Per non parlare del trattamento economico. Le oltre
700.000 lire che aveva guadagnato la stagione precedente
non gli sembravano adeguate al suo valore. Enzo Ferrari,
però, non si piega alle richieste del campione, che
reputa prive di logica, nonostante gli siano chiari
anche i risvolti politici della vicenda. Da qui il
divorzio, seguito dalla contromossa di ingaggiare
Achille Varzi, il rivale per eccellenza di Nuvolari,
che lascia la francese Bugatti sedotto dalle lusinghe
di Ferrari.
Alla fine del ’34, però, Varzi decide di abbandonare la Scuderia
Ferrari, attratto dal ricco contratto che gli viene
proposto dalla tedesca Auto Union. I giornali si scatenano
e accusano il pilota di tradimento: l’asse Roma-Berlino
è ancora di là da venire. Varzi affida la sua risposta
alla “Gazzetta dello Sport”. È un attacco frontale
a Enzo Ferrari, imputato di volergli ridurre gli emolumenti
e di non rispettare il suo ruolo di caposquadra. Ferrari
reagisce con altrettanta aggressività: le condizioni
riservate a Varzi sarebbero state identiche a quelle
della stagione appena conclusa; i suoi compensi superiori
alle retribuzioni di tutti gli altri piloti della
scuderia messi assieme. Ma non contento di avere sbugiardato
l’ombroso campione, rende pure note le fatture saldate
all’Alfa Romeo nei cinque anni di attività dell’azienda,
circa 4.600.000 lire. Il sottinteso è chiaro. Io metto
i soldi, io rischio, perciò non mi piego alle bizze
dei piloti, né alle pressioni politiche. Una presa
di posizione temeraria nel clima del ventennio, anche
se va detto che Ferrari, come la maggioranza degli
italiani, si era adeguato alla situazione, tanto che
nelle pubblicazioni da lui edite per celebrare l’attività
della sua scuderia non mancavano accenti retorici
inneggianti al fascismo.
Il carattere determinato, l’essere un sanguigno individualista
e un imprenditore per vocazione avrebbero poi spinto
Enzo Ferrari a un passo che pochi altri avrebbero
avuto la spavalderia di compiere, quello di dimettersi,
nell’autunno del 1939, da direttore dell’Alfa Corse.

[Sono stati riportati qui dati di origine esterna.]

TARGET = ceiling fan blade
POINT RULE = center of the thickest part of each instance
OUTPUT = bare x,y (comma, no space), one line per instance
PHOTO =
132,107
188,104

Un ruolo prestigioso e ben remunerato che gli era
stato affidato per le capacità, ma anche per risarcirlo
della liquidazione della Scuderia Ferrari, in quanto
il regime aveva imposto che la Casa milanese, ritenuta
una sua “creatura”, partecipasse direttamente alle
competizioni.
Ma quell’incarico non può appagare Ferrari. Da lavoratore
dipendente il suo raggio d’azione è limitato. “L’ambiente
– ha scritto nelle sue memorie – si discostava troppo
dal mio pensiero e dalla conduzione che, in base all’esperienza
maturata nella Scuderia Ferrari, valutavo necessaria
per un’attività sportiva vincente”.
Giorno dopo giorno emergono, di conseguenza, i suoi contrasti
con Ugo Gobbato, il direttore generale dell’Alfa Romeo,
indubbiamente un grande manager, il quale però fatica
a sopportare un collaboratore, sia pure prezioso,
che non accetta le gerarchie. “Assieme alla liquidazione
della Scuderia Ferrari non ho abdicato anche al mio
modo di pensare”, dice il quarantenne Enzo a Gobbato,
anche se il licenziamento verrà determinato da futili
controversie tra lo stesso Ferrari e Wilfredo Ricart,
un ingegnere spagnolo che il direttore generale dell’Alfa
Romeo teneva in palmo di mano. “Lasciai l’Alfa per
dimostrare a quelli dell’Alfa chi io fossi: un proposito
ambizioso, tale da rovinare un uomo!”, avrebbe riportato
Ferrari nei suoi memoriali ricordando quei giorni.
Il suo progetto, Enzo Ferrari, lo ha già ben chiaro in mente.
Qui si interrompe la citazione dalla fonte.